In Kansas, the exposure is even more concentrated. According to Zack Pistora, who heads the state's Sierra Club chapter, the concentration of agricultural activity in Kansas means exposure rates are significantly higher than the national average. State regulators have found that 80 to 90 percent of Kansas waterways are impaired. Pistora noted that nitrates represent the primary contaminant in Kansas waterways.
Advocates in southwestern Kansas are currently fighting a proposed 88,000-head cattle feedlot in Finney County, near Garden City, an area already saturated with large CAFOs. Pistora questioned the wisdom of adding more cattle operations to areas already heavily impacted by agricultural pollution. Pistora argued that regulatory action is needed to control the expansion of concentrated animal feeding operations.
The climate feedback loop
Climate change makes the contamination problem worse, and agriculture makes climate change worse. Nitrous oxide released from fertilized soil is a heat-trapping gas hundreds of times more potent than carbon dioxide, and U.S. agriculture accounts for roughly 10 percent of national greenhouse gas emissions.
Warmer temperatures intensify the weather extremes that move nitrates around. Drought concentrates nitrogen in topsoil. When rain finally arrives (often as a heavy downpour rather than a gentle soaking), the runoff carries a larger pollutant load into rivers, lakes and aquifers.
Schechinger explained that the problem is cyclical: agricultural emissions contribute to climate change, which in turn exacerbates nitrate contamination.
What comes next
Three policy levers exist. The EPA could lower the maximum contaminant level to reflect six decades of research the current standard ignores. Congress could restructure farm subsidies to reward conservation rather than fertilizer-intensive monocultures. States could regulate CAFO siting and density more aggressively, particularly in watersheds already at or near the legal limit.
None of these are on a fast track. The federal review process has been dismantled. The Farm Bill cuts conservation funding rather than expanding it. State agencies in the most affected regions continue permitting new feedlots in already saturated areas.

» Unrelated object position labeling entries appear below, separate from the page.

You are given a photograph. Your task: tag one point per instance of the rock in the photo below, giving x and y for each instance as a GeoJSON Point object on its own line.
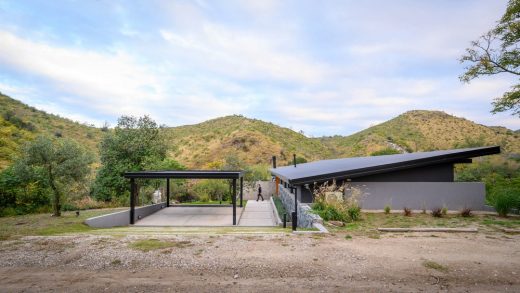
{"type": "Point", "coordinates": [337, 223]}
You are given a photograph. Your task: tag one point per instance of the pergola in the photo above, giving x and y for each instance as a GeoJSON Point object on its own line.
{"type": "Point", "coordinates": [185, 174]}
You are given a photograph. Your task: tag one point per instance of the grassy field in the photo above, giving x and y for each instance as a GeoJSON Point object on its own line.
{"type": "Point", "coordinates": [369, 223]}
{"type": "Point", "coordinates": [45, 224]}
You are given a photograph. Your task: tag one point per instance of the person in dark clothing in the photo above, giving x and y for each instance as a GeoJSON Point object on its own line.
{"type": "Point", "coordinates": [259, 193]}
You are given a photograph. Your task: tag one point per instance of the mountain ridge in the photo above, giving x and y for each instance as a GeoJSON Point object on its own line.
{"type": "Point", "coordinates": [253, 141]}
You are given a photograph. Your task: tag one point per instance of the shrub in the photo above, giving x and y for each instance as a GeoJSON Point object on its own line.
{"type": "Point", "coordinates": [465, 212]}
{"type": "Point", "coordinates": [437, 212]}
{"type": "Point", "coordinates": [354, 212]}
{"type": "Point", "coordinates": [407, 212]}
{"type": "Point", "coordinates": [504, 199]}
{"type": "Point", "coordinates": [444, 211]}
{"type": "Point", "coordinates": [333, 209]}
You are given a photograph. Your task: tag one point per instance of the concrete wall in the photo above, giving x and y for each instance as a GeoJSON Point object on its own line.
{"type": "Point", "coordinates": [305, 217]}
{"type": "Point", "coordinates": [435, 173]}
{"type": "Point", "coordinates": [268, 189]}
{"type": "Point", "coordinates": [419, 195]}
{"type": "Point", "coordinates": [122, 218]}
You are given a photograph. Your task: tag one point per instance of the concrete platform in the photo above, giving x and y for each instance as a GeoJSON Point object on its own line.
{"type": "Point", "coordinates": [191, 216]}
{"type": "Point", "coordinates": [257, 214]}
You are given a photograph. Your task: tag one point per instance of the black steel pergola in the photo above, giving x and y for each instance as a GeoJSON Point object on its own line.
{"type": "Point", "coordinates": [185, 174]}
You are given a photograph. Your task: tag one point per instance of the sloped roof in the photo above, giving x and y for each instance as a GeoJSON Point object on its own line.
{"type": "Point", "coordinates": [362, 166]}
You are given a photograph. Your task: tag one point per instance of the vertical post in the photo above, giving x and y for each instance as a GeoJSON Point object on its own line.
{"type": "Point", "coordinates": [241, 190]}
{"type": "Point", "coordinates": [132, 200]}
{"type": "Point", "coordinates": [234, 200]}
{"type": "Point", "coordinates": [295, 217]}
{"type": "Point", "coordinates": [167, 192]}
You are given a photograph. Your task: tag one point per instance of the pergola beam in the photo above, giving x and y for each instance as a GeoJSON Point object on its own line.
{"type": "Point", "coordinates": [184, 174]}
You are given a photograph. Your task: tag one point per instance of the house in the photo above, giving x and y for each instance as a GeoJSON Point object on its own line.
{"type": "Point", "coordinates": [422, 180]}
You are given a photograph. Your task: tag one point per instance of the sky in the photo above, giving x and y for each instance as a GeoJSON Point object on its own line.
{"type": "Point", "coordinates": [321, 67]}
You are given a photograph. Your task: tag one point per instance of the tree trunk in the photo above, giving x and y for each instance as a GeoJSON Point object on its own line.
{"type": "Point", "coordinates": [56, 203]}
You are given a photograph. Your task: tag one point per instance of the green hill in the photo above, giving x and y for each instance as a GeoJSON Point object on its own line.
{"type": "Point", "coordinates": [422, 131]}
{"type": "Point", "coordinates": [20, 123]}
{"type": "Point", "coordinates": [254, 141]}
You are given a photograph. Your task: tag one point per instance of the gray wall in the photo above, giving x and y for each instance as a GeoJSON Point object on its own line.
{"type": "Point", "coordinates": [122, 218]}
{"type": "Point", "coordinates": [435, 173]}
{"type": "Point", "coordinates": [305, 217]}
{"type": "Point", "coordinates": [419, 195]}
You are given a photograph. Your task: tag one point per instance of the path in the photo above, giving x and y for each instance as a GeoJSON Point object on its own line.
{"type": "Point", "coordinates": [257, 213]}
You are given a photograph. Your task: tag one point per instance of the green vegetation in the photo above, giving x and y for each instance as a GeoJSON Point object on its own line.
{"type": "Point", "coordinates": [44, 224]}
{"type": "Point", "coordinates": [485, 57]}
{"type": "Point", "coordinates": [436, 266]}
{"type": "Point", "coordinates": [153, 244]}
{"type": "Point", "coordinates": [20, 123]}
{"type": "Point", "coordinates": [232, 142]}
{"type": "Point", "coordinates": [336, 208]}
{"type": "Point", "coordinates": [279, 207]}
{"type": "Point", "coordinates": [136, 144]}
{"type": "Point", "coordinates": [387, 151]}
{"type": "Point", "coordinates": [45, 167]}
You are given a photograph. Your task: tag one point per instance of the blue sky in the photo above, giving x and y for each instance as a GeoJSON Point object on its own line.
{"type": "Point", "coordinates": [324, 67]}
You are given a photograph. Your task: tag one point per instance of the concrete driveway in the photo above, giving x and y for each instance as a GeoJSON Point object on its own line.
{"type": "Point", "coordinates": [191, 216]}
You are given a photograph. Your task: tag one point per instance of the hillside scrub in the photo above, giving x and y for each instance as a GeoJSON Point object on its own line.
{"type": "Point", "coordinates": [47, 168]}
{"type": "Point", "coordinates": [331, 203]}
{"type": "Point", "coordinates": [136, 144]}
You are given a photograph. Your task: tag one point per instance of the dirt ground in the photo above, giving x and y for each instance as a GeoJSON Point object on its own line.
{"type": "Point", "coordinates": [281, 262]}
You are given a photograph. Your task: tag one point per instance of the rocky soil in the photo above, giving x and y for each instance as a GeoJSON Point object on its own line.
{"type": "Point", "coordinates": [264, 263]}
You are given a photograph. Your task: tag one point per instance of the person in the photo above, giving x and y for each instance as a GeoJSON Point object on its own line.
{"type": "Point", "coordinates": [259, 193]}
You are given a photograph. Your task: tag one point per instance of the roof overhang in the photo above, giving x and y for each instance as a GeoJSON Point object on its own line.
{"type": "Point", "coordinates": [448, 158]}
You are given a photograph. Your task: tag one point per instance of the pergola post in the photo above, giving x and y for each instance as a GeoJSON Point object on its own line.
{"type": "Point", "coordinates": [132, 201]}
{"type": "Point", "coordinates": [241, 190]}
{"type": "Point", "coordinates": [167, 192]}
{"type": "Point", "coordinates": [295, 213]}
{"type": "Point", "coordinates": [234, 199]}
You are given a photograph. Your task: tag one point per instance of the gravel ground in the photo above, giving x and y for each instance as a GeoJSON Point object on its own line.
{"type": "Point", "coordinates": [270, 262]}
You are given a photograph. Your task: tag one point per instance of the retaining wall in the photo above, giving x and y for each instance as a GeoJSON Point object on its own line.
{"type": "Point", "coordinates": [423, 195]}
{"type": "Point", "coordinates": [305, 217]}
{"type": "Point", "coordinates": [123, 218]}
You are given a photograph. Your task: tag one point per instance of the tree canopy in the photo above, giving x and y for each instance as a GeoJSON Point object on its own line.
{"type": "Point", "coordinates": [136, 144]}
{"type": "Point", "coordinates": [59, 162]}
{"type": "Point", "coordinates": [497, 52]}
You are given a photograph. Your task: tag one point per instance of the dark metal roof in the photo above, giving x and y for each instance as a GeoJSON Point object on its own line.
{"type": "Point", "coordinates": [362, 166]}
{"type": "Point", "coordinates": [187, 174]}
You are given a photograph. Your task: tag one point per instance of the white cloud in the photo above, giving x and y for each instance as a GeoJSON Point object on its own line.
{"type": "Point", "coordinates": [244, 54]}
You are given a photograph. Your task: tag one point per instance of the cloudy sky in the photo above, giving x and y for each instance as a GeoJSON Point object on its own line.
{"type": "Point", "coordinates": [324, 67]}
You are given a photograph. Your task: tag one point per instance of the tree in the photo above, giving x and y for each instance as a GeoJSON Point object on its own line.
{"type": "Point", "coordinates": [60, 162]}
{"type": "Point", "coordinates": [497, 52]}
{"type": "Point", "coordinates": [136, 144]}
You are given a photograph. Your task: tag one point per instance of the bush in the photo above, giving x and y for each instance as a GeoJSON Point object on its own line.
{"type": "Point", "coordinates": [437, 212]}
{"type": "Point", "coordinates": [504, 198]}
{"type": "Point", "coordinates": [444, 211]}
{"type": "Point", "coordinates": [407, 212]}
{"type": "Point", "coordinates": [465, 212]}
{"type": "Point", "coordinates": [336, 209]}
{"type": "Point", "coordinates": [354, 213]}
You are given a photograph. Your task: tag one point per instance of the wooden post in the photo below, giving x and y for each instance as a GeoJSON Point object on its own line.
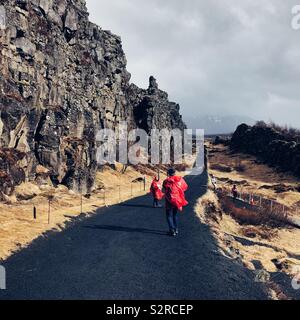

For now, the 62 million Americans drinking elevated-nitrate water are scattered across cornfields and city blocks alike, an exposure map that scrambles the familiar story about which communities bear the costs of industrial agriculture. Their practical options are narrow: reverse osmosis filtration at the tap, ion-exchange systems for whole homes, or bottled water. None are free. A problem produced upstream, on land owned by someone else, gets paid for downstream — at the kitchen sink, on the utility bill, and eventually in the hospital.